9. Exceptions and Exemptions:
Should individual provisions of this General Terms of Sales and Delivery become invalid or partially invalid, then both parties commit themselves to formulate such a regulation that economically approximates the invalid regulation the closest. In the case of legal invalidity of one or more of the provisions of this General Terms of Sales and Delivery, the legally binding force of the remaining provisions remains unaffected.
10. Force Majeure:
WDBA shall not be held responsible for late delivery or non-delivery for all or part of the contracted goods owing to such Force Majeure causes such as war, earthquake, flood, conflagration, rainstorm, and snowstorm. However, in such a case, WDBA shall inform the customer in writing within 15days.
11. Discrepancy and Claim:
In case any discrepancy on quality/quantity/weight of the goods is found by the customer after the goods arrive at the port of destination, claim which should be loaded with WDBA within 15 days after the goods arrive at the port of destination, otherwise, WDBA will not undertake the responsibility. However, WDBA shall not be held responsible either for compensation of losses due to natural causes or for those within the responsibility of the customers. In the event either WDBA fails to affect the shipment or the customer fails to establish the relevant L/C within the respective time limits as set forth in the above, or the L/C does not correspond with the contract terms and the customer fails to amend it in time, the complaining party shall have the right to cancel this contract and to claim on the party at fault for compensation of direct losses, if any, sustained therefrom, unless in cases where Force Majeure is applicable.
12. Applicable Law:
The General Terms of Sales and Delivery, the contract & order signed by each party shall apply to Indiana Law.
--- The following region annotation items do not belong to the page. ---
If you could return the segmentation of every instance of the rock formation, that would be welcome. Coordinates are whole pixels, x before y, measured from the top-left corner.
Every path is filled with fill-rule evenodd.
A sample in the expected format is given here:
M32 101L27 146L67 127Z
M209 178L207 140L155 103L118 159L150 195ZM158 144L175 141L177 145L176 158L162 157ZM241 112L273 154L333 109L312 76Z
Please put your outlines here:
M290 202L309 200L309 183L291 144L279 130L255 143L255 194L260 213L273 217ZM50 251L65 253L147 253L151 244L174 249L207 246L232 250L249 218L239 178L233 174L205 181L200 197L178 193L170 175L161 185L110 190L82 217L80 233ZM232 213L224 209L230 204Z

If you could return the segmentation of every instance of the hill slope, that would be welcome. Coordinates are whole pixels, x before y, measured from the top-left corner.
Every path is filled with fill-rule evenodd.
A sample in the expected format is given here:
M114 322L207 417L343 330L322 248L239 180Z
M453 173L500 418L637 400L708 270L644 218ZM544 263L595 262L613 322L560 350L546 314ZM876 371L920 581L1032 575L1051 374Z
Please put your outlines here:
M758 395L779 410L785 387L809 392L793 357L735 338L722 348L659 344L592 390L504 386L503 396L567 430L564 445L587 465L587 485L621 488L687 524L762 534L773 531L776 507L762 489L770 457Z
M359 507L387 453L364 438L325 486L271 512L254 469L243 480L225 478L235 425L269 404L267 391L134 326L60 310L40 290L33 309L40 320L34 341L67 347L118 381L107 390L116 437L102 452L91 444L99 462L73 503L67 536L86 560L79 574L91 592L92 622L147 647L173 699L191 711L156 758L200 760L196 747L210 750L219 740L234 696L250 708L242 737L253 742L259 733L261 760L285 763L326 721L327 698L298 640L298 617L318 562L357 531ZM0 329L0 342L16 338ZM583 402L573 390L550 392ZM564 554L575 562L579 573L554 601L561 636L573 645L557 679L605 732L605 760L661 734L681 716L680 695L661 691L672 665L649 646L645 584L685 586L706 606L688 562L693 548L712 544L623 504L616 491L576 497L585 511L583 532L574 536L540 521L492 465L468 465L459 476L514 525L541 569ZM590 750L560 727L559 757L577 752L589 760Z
All disputes arising from the execution of this agreement shall be settled through friendly consultations. In case no settlement can be reached, the case in dispute shall then be settled in accordance with Indiana law. The decision made by this commission shall be regarded as final and binding upon both parties. The losing party shall bear arbitration fees unless otherwise awarded.
14. Other Provisions:
Any information regarding the business shall be deemed confidential and may not be transferred to any third person excluding cases provided by the government laws.